Image result for ponyo gif water

(LO1:) More wobbly-lined reflections as she steps into the water she disturbs the reflection and the ripples create a wobbly of them (top image). Shadows are scattered at the bottom of the water, creating the depth we see in the bottom picture. I like how the shark and Ponyo are semi-submerged and they are two separate colours.

(LO1:) I really love how juicy Ghibli creates there water. It is so realistic in it’s movement but the water always feels so full and juicy, filled with life they create this like above creating this 3-D ripple gives volume to the water and the shines.

The water in Ponyo (2008), can look very realistic, like in the GIFS above, but it also had a lot of creative and wild water. The water such as above, is shapely and free flowing. It has a lot of character and fluid movement that is completely unrealistic. At times the sea has turned into giant water fish, had eyes and moved like string. It’s nice to see how I could also be creative, being free to think what is the most effective way to show the water.

More water in animation

(LO1:) In this shot of Quest for Camelot (1998) the lead character’s age change through every ripple of the water. This happens as the image is distorted. It’s a clever use of the water and shows how the ripple disrupts a reflection.
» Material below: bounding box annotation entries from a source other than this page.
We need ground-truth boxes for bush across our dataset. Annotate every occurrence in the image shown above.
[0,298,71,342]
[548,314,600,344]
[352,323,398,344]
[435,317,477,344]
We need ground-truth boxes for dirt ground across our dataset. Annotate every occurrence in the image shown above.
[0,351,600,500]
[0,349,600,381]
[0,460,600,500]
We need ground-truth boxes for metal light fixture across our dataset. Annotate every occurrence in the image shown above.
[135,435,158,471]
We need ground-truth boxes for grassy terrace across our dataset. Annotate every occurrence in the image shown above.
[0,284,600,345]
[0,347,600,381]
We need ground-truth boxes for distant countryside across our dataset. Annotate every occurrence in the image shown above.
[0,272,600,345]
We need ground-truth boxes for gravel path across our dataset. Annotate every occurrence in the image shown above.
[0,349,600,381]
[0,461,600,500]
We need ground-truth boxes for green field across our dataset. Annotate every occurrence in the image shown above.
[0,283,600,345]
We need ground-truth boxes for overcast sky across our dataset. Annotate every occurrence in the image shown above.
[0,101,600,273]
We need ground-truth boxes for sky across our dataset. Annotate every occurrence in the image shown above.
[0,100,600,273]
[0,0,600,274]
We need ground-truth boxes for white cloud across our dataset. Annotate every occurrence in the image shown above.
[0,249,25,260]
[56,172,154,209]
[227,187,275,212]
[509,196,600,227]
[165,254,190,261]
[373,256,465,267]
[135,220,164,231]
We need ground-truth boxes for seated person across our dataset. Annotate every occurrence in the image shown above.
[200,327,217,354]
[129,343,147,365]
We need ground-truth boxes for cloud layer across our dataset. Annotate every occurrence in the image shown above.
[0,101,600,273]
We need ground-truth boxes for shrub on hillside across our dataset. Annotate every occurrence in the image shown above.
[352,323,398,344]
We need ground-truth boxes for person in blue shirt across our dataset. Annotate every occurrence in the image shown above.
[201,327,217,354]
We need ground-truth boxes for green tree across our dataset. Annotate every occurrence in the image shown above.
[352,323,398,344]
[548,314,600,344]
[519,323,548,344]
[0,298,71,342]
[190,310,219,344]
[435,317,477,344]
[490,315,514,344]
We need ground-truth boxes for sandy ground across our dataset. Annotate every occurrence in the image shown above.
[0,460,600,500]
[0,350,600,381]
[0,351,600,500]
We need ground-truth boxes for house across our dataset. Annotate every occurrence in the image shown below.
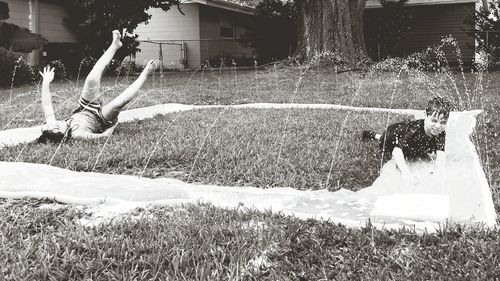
[135,0,255,69]
[6,0,79,64]
[364,0,480,64]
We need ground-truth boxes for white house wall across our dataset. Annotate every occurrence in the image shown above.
[6,0,30,28]
[6,0,76,43]
[135,4,201,68]
[38,1,77,43]
[200,6,255,64]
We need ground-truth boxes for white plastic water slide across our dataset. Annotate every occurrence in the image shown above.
[0,104,496,232]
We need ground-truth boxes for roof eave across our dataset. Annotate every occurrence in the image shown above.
[366,0,477,9]
[182,0,256,15]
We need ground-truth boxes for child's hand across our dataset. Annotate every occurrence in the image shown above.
[39,65,54,84]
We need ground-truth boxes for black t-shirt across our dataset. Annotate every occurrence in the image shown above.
[380,119,446,161]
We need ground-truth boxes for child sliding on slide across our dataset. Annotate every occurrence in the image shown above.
[37,30,155,143]
[362,97,451,180]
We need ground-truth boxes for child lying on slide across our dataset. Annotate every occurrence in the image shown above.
[362,97,451,180]
[37,30,155,143]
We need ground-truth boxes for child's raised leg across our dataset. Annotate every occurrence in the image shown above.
[102,60,156,121]
[80,30,122,101]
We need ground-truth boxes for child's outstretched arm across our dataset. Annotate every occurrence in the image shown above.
[40,66,57,129]
[434,150,446,188]
[392,147,412,179]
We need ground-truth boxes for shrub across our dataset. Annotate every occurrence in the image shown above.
[0,48,36,87]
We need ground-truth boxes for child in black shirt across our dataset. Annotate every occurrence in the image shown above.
[362,97,451,179]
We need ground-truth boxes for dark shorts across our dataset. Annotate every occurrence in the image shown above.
[69,98,118,133]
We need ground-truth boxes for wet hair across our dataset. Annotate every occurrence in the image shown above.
[36,130,71,144]
[425,97,452,119]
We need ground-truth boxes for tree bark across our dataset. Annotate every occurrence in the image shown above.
[296,0,369,65]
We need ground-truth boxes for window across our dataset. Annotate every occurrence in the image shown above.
[219,17,234,38]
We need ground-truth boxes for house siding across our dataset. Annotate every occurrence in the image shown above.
[38,1,77,43]
[135,4,201,68]
[6,0,30,28]
[365,3,475,63]
[6,0,76,43]
[200,6,255,62]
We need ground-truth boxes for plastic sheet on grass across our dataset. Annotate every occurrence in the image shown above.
[0,106,496,232]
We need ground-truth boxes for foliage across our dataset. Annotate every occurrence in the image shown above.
[0,48,36,87]
[465,0,500,68]
[59,0,180,61]
[0,1,47,87]
[364,0,413,59]
[249,0,298,63]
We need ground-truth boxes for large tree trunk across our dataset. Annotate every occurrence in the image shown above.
[296,0,369,65]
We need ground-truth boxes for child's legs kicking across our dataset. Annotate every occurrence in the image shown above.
[101,60,155,121]
[80,30,122,101]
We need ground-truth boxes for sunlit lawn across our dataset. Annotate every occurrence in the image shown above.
[0,64,500,280]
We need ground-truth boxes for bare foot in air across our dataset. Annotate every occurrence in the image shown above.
[142,60,157,76]
[111,30,123,49]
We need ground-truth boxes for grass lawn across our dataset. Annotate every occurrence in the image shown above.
[0,64,500,280]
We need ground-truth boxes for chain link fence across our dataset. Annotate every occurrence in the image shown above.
[135,39,256,69]
[365,31,500,63]
[135,40,186,69]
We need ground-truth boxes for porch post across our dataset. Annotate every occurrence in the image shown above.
[29,0,41,65]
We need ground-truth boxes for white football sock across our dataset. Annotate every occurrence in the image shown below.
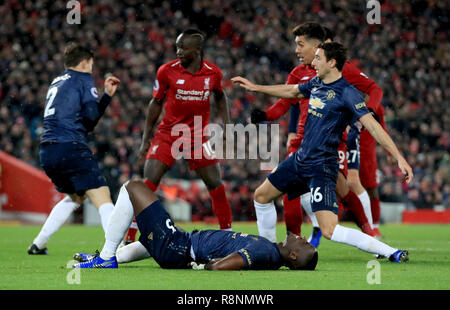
[254,201,277,242]
[116,241,151,264]
[33,196,80,249]
[98,202,114,232]
[100,183,134,260]
[358,191,373,229]
[300,192,319,227]
[331,225,397,257]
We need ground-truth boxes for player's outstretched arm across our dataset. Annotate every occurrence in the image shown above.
[205,253,245,270]
[231,76,303,99]
[359,113,414,184]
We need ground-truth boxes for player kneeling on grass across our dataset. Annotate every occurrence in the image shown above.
[74,181,318,270]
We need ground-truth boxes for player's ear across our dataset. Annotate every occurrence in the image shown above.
[328,58,336,68]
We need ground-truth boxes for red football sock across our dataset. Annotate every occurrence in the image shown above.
[209,185,232,229]
[370,198,380,224]
[144,179,158,192]
[342,191,370,229]
[283,195,303,236]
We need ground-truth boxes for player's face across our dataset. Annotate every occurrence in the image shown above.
[175,34,200,66]
[312,48,330,79]
[295,36,317,65]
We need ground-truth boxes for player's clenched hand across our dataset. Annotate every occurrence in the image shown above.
[231,76,257,91]
[398,157,414,184]
[105,76,120,96]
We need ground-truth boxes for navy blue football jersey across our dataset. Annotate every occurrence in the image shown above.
[191,230,282,270]
[295,77,369,165]
[41,69,111,144]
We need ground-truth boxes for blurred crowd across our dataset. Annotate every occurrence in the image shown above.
[0,0,450,220]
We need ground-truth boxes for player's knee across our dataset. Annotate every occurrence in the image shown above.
[123,180,142,195]
[347,179,362,193]
[203,179,222,191]
[320,223,336,240]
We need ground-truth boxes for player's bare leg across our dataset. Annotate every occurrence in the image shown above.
[74,181,149,268]
[254,179,283,242]
[315,210,408,262]
[195,163,232,230]
[366,187,382,238]
[86,186,114,232]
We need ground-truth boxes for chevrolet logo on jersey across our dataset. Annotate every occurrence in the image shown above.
[327,89,336,100]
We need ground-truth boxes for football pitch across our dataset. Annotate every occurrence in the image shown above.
[0,222,450,290]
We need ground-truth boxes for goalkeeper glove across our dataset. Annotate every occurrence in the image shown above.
[368,108,380,123]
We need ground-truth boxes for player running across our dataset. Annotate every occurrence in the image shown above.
[252,23,382,243]
[232,42,413,263]
[28,43,120,255]
[74,181,318,270]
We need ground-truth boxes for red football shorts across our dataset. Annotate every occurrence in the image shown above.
[146,133,219,170]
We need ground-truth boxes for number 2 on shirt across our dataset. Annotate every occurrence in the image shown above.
[44,87,58,118]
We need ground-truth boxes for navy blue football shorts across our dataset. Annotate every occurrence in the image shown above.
[136,200,192,269]
[347,129,359,170]
[267,156,339,214]
[39,142,107,196]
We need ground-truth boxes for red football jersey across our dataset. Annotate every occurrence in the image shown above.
[153,59,223,142]
[266,65,316,121]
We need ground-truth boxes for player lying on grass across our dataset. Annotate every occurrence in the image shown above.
[74,181,318,270]
[232,42,413,263]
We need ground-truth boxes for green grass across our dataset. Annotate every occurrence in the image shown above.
[0,223,450,290]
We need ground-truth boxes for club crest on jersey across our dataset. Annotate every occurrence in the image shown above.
[91,87,98,98]
[327,89,336,100]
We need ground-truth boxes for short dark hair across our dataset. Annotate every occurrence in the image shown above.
[323,27,335,41]
[64,42,94,68]
[318,42,347,71]
[292,22,325,42]
[181,28,205,47]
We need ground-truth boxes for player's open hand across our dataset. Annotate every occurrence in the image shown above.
[105,76,120,97]
[231,76,257,91]
[398,157,414,184]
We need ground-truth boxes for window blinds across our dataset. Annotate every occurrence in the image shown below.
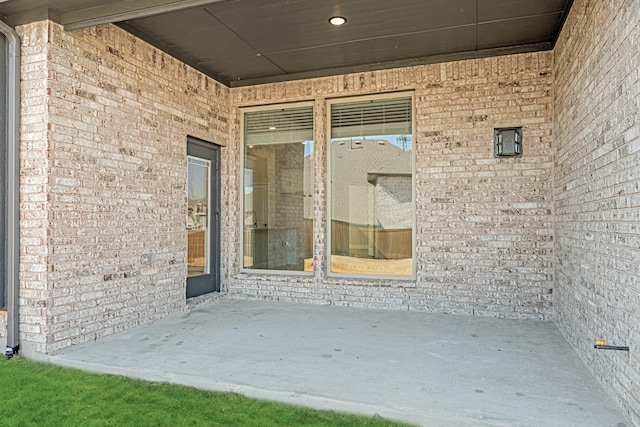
[331,97,412,138]
[244,106,313,145]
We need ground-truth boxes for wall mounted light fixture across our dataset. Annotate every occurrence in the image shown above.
[493,126,522,157]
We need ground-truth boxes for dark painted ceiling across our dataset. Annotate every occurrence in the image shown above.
[0,0,572,86]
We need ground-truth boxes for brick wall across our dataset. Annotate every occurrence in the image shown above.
[17,22,229,353]
[226,52,553,319]
[554,0,640,425]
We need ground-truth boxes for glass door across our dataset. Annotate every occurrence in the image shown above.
[187,139,220,297]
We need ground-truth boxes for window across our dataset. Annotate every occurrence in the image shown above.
[242,104,314,271]
[329,94,415,277]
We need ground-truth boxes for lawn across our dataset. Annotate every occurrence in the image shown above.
[0,357,404,427]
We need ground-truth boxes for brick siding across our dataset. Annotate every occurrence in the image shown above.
[554,0,640,425]
[227,52,553,319]
[17,22,229,353]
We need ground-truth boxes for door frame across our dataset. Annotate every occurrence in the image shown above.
[185,136,221,298]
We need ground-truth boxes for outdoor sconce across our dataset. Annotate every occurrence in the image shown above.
[493,130,522,157]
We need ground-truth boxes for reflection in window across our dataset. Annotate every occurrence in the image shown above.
[187,156,211,277]
[330,97,414,276]
[243,106,313,271]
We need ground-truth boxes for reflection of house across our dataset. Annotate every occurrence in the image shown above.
[331,138,414,258]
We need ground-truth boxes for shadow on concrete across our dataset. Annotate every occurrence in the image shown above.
[48,299,628,427]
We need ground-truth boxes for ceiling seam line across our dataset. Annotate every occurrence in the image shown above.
[202,7,289,74]
[252,24,475,55]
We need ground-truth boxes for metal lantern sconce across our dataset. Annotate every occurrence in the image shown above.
[493,126,522,157]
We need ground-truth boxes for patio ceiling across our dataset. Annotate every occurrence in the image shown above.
[0,0,572,87]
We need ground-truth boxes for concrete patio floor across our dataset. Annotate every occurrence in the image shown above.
[42,299,630,427]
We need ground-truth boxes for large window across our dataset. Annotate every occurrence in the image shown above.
[329,94,414,277]
[242,105,313,271]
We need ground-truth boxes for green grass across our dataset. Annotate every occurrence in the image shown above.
[0,357,410,427]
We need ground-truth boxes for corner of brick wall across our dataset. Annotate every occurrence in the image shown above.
[554,0,640,426]
[227,52,553,319]
[18,21,229,353]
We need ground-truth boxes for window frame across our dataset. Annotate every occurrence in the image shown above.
[324,91,418,282]
[237,101,317,277]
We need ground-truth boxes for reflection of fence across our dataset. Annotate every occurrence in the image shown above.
[331,220,413,259]
[187,230,205,265]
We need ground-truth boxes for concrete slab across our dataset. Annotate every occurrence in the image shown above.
[42,299,630,427]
(LO1:) I like this scene in the Little Mermaid II (2000) where Melody swims over the still water and we have this wonderful reflection of the cloudy day which is only disrupted by her own arms swimming.  The ripples distort but do not ruin the sky.

(LO1:) Sometimes animating water doesn’t need to be complex, just a simple ripple can give that illusion of water. In the above shot a gradient watercolour illustrates the surface of the water – still water doesn’t need to have too much animation and the ripple brings life to the scene. Two colours are used to create the ripple, white (light) and a dark grey (shadow) – it’s animated smoothly across the scene, simple but effective.

(LO1:) The water in this scene is more lively and has more movement. The ripples are in  white and move with the tide back and forth. The water is also clear so we can see the man in the water, he is just tinted a darker colour. I want to understand exactly the way they create these shots – even if this is too difficult for me to create, learning about the process has helped to understand this.

(LO1:) This water is satisfyingly clear. As I am also trying to create clear waters, I thought that I must include this GIF above. The water is so clear that we see every detail of the objects below. The leaf is a good way of creating that idea of a flowing stream. And the small lines and splash at the bottom of the water fall also add to this illusion. Everything else in the scene is still apart from the water which brings the picture to life!